NEH Enduring Questions Course on "How Can Meaning Be Found When a Culture Has Been Lost?"
FAIN: AQ-50621-12
Concordia College (Moorhead, MN 56562-0001)
Linda L. Johnson (Project Director: September 2011 to September 2015)
Stewart W. Herman (Co Project Director: May 2016 to September 2015)
The development of a fourteen-week course on the question, How do people respond to severe cultural upheaval and loss?
Project directors Linda Johnson, a historian of East Asia, and Stewart Herman, a theological ethicist, design a new upper-level "global perspectives" course, open to all Concordia College students, that enables students "to explore the ethical, cultural, and historical dimensions of human experience with a heightened sensitivity to contingency and vulnerability." Jonathan Lear's Radical Hope: Ethics in the Face of Cultural Devastation and Chinua Achebe's Things Fall Apart provide a framework of theoretical questions and vocabulary for discussing the ways that humans and human societies respond to "radical cultural upheaval" and loss.

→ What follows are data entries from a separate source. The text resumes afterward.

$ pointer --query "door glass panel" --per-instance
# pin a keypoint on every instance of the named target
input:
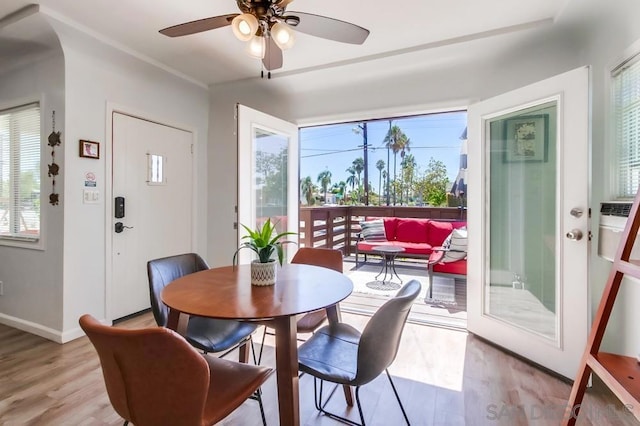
(270, 151)
(521, 286)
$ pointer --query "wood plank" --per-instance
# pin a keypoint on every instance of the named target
(444, 377)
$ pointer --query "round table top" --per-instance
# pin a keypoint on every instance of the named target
(388, 249)
(227, 292)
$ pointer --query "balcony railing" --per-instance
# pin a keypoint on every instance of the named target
(337, 227)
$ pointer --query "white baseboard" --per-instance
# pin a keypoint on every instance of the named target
(32, 327)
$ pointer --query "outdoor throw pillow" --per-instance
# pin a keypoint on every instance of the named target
(456, 243)
(373, 230)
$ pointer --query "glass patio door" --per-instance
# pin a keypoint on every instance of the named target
(528, 182)
(267, 174)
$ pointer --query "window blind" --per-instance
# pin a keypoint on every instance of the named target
(626, 101)
(20, 172)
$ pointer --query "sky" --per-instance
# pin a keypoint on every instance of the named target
(334, 147)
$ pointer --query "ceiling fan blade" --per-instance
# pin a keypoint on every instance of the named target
(329, 28)
(273, 56)
(198, 26)
(283, 3)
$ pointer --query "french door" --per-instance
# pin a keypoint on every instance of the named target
(268, 158)
(529, 233)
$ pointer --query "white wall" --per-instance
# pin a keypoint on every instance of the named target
(613, 28)
(98, 76)
(32, 279)
(47, 291)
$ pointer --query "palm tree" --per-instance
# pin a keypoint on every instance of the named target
(351, 179)
(395, 140)
(408, 167)
(358, 167)
(324, 179)
(307, 187)
(380, 166)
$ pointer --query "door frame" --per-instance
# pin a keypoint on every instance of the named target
(245, 203)
(108, 186)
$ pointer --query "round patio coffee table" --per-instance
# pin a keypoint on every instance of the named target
(388, 254)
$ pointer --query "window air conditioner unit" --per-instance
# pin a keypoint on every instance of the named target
(613, 218)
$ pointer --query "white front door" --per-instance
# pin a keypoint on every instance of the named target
(152, 173)
(529, 220)
(267, 174)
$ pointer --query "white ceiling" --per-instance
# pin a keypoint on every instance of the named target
(399, 27)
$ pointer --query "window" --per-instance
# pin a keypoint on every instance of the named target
(626, 110)
(20, 173)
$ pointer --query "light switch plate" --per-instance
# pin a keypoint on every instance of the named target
(91, 196)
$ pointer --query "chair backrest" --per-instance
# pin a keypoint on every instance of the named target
(162, 271)
(328, 258)
(153, 376)
(380, 339)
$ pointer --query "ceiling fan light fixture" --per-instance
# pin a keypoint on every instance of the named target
(256, 47)
(282, 35)
(244, 26)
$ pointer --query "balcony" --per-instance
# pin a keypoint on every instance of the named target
(337, 227)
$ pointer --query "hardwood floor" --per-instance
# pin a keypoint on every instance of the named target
(444, 377)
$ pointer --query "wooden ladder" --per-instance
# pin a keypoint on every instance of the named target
(619, 373)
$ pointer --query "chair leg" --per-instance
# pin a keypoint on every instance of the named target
(404, 413)
(264, 418)
(317, 399)
(264, 335)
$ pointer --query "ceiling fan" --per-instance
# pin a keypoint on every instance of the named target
(266, 25)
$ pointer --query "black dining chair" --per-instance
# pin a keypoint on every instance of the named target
(340, 354)
(207, 334)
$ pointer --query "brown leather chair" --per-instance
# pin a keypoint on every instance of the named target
(340, 354)
(155, 377)
(327, 258)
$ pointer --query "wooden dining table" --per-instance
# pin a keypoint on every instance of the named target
(227, 293)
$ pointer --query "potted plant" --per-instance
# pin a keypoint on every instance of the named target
(264, 243)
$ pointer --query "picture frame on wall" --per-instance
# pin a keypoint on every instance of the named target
(89, 149)
(526, 139)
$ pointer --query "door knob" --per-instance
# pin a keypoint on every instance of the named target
(120, 227)
(574, 235)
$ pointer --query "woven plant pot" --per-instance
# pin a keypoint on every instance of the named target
(263, 273)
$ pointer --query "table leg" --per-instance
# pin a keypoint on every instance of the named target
(385, 268)
(177, 321)
(334, 316)
(393, 268)
(287, 370)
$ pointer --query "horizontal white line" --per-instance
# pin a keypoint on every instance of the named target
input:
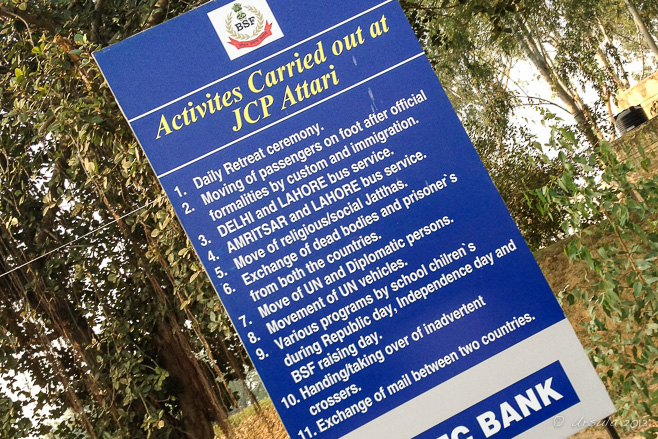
(291, 115)
(256, 63)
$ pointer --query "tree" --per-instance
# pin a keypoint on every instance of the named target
(122, 326)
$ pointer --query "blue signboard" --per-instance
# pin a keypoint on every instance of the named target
(348, 225)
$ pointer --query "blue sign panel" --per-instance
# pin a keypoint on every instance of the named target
(513, 410)
(340, 209)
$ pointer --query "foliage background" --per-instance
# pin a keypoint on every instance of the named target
(113, 329)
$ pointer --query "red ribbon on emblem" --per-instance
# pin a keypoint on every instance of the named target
(256, 41)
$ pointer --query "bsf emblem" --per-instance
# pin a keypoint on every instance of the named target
(244, 26)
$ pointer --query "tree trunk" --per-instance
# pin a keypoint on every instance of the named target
(199, 404)
(639, 22)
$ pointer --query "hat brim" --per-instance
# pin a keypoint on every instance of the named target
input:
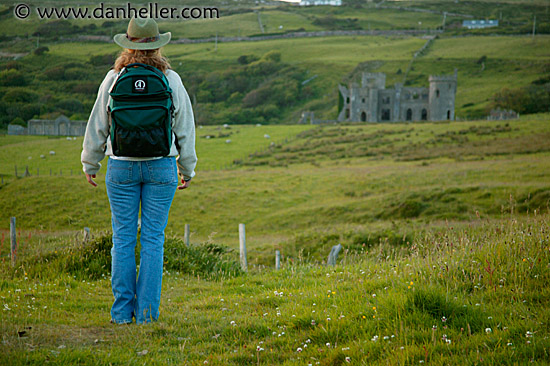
(124, 42)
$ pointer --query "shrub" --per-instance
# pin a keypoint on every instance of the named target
(12, 77)
(55, 73)
(71, 105)
(41, 50)
(19, 96)
(103, 60)
(19, 122)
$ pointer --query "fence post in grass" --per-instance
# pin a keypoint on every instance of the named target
(277, 259)
(242, 242)
(13, 237)
(186, 235)
(86, 234)
(333, 256)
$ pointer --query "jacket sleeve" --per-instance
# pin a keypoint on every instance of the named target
(97, 129)
(183, 126)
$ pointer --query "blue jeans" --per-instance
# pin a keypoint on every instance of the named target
(129, 183)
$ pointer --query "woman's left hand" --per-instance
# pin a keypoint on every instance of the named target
(184, 184)
(90, 180)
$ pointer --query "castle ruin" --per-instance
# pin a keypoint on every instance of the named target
(372, 102)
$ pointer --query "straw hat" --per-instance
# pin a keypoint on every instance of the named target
(142, 34)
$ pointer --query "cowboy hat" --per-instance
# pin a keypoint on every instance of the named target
(142, 34)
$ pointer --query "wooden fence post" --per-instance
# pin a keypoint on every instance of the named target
(242, 242)
(186, 235)
(277, 259)
(86, 234)
(333, 256)
(13, 236)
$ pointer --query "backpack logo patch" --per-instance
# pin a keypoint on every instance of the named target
(139, 84)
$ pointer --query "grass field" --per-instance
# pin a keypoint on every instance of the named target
(444, 228)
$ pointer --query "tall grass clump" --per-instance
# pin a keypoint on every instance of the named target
(207, 260)
(92, 260)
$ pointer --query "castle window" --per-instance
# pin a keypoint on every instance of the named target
(385, 114)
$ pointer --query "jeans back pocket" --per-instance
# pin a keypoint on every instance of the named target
(119, 171)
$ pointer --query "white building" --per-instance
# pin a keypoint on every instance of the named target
(321, 2)
(476, 24)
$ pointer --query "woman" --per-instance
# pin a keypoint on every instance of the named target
(133, 182)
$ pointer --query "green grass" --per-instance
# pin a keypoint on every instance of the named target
(445, 223)
(460, 294)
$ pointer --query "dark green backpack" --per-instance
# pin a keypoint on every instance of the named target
(141, 110)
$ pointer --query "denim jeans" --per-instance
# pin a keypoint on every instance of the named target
(152, 184)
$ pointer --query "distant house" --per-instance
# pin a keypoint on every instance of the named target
(61, 126)
(321, 2)
(477, 24)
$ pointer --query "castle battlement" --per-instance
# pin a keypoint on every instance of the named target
(372, 102)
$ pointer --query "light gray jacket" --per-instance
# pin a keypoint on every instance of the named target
(97, 142)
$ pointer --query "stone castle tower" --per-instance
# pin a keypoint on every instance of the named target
(372, 102)
(442, 97)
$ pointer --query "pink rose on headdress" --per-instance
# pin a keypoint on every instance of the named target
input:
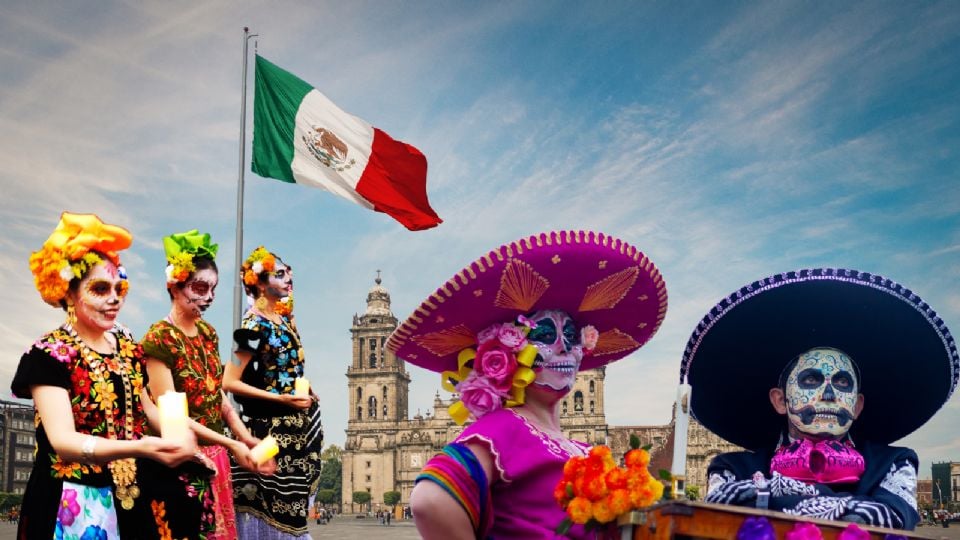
(479, 395)
(589, 337)
(497, 362)
(512, 337)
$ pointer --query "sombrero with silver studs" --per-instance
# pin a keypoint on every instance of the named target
(905, 353)
(597, 279)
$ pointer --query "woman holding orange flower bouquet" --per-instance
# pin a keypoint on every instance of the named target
(269, 359)
(509, 334)
(87, 379)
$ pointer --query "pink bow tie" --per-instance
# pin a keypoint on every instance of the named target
(823, 462)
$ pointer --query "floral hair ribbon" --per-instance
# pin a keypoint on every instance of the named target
(259, 261)
(181, 248)
(493, 375)
(71, 250)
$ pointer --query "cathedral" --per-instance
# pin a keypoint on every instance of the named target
(385, 449)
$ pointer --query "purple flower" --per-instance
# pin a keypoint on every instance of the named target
(756, 528)
(69, 508)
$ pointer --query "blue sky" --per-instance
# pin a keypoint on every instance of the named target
(728, 141)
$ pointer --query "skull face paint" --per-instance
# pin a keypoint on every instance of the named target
(559, 350)
(280, 282)
(98, 299)
(821, 393)
(197, 293)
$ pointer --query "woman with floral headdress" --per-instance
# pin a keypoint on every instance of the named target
(182, 355)
(86, 379)
(509, 334)
(269, 358)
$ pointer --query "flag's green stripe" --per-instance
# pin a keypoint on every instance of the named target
(277, 98)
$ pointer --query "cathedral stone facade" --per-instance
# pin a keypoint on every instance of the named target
(385, 449)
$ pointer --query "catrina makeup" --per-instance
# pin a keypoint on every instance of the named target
(559, 350)
(821, 393)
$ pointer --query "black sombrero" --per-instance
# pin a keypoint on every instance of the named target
(906, 355)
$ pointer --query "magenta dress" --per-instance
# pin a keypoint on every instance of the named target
(529, 464)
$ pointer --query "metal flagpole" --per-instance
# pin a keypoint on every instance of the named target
(237, 288)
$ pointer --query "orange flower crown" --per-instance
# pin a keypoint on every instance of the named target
(594, 490)
(258, 262)
(72, 250)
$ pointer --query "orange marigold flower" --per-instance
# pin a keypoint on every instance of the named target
(560, 493)
(580, 510)
(594, 487)
(602, 511)
(637, 458)
(573, 467)
(619, 501)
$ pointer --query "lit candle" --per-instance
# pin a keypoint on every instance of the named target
(173, 415)
(301, 386)
(680, 424)
(264, 450)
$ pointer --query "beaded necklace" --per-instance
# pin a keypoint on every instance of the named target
(124, 471)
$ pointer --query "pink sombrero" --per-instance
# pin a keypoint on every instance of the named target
(597, 279)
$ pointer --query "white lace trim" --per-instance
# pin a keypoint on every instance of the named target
(902, 482)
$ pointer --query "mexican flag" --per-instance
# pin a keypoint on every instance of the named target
(300, 136)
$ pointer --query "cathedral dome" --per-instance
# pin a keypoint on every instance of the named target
(378, 299)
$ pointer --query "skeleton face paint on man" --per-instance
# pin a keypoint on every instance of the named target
(559, 350)
(821, 393)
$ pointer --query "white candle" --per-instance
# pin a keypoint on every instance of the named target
(301, 386)
(264, 450)
(680, 424)
(173, 415)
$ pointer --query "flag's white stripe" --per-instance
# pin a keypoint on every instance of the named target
(316, 111)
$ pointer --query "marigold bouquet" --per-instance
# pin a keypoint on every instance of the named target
(594, 490)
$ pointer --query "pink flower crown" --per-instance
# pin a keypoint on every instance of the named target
(497, 372)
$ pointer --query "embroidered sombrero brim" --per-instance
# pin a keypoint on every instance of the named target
(906, 355)
(597, 279)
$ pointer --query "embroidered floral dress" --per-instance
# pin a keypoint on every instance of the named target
(277, 506)
(195, 365)
(528, 465)
(75, 500)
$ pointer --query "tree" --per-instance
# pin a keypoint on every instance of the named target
(361, 497)
(391, 498)
(328, 496)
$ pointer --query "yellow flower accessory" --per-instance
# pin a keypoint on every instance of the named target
(497, 379)
(71, 250)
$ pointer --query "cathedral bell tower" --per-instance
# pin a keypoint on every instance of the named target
(377, 380)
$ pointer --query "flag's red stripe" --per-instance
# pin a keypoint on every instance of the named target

The course is built around six "strategies," each strategy represented by a pair of readings from different cultures and time periods, that help individuals cope with such loss. Augustine's City of God and Albert Camus' The Plague, for example, are paired to illustrate how some individuals, facing societal collapse, re-envision their lives in either religious or humanistic terms. Boethius's The Consolation of Philosophy and Kamo no Chomei's Hojoki: Visions of a Torn World are used to show how some individuals turn to religion to cauterize the wounds of individual loss. Euripides' Andromache and Nguyen Du's The Tale of Kieu illustrate how some individuals await (or renounce) a personal rescue that restores wholeness and liberty. Sophocles' Antigone and Chikamatsu Monzaemon's Chushingura demonstrate how individuals can reassert traditional cultural and political values by noble self-sacrifice. Elie Wiesel's Night and Peter Gay's My German Question: Growing up in Nazi Berlin demonstrate how individuals can devote themselves to living out their lives "without slipping into the cultural abyss." Finally, Winona LaDuke's Last Standing Woman chronicles the decline and reconstruction of Anishinabe Indian culture in northern Minnesota by returning to traditional ways. The latter reading is paired with a visit to White Earth Tribal and Community College fifty miles from campus.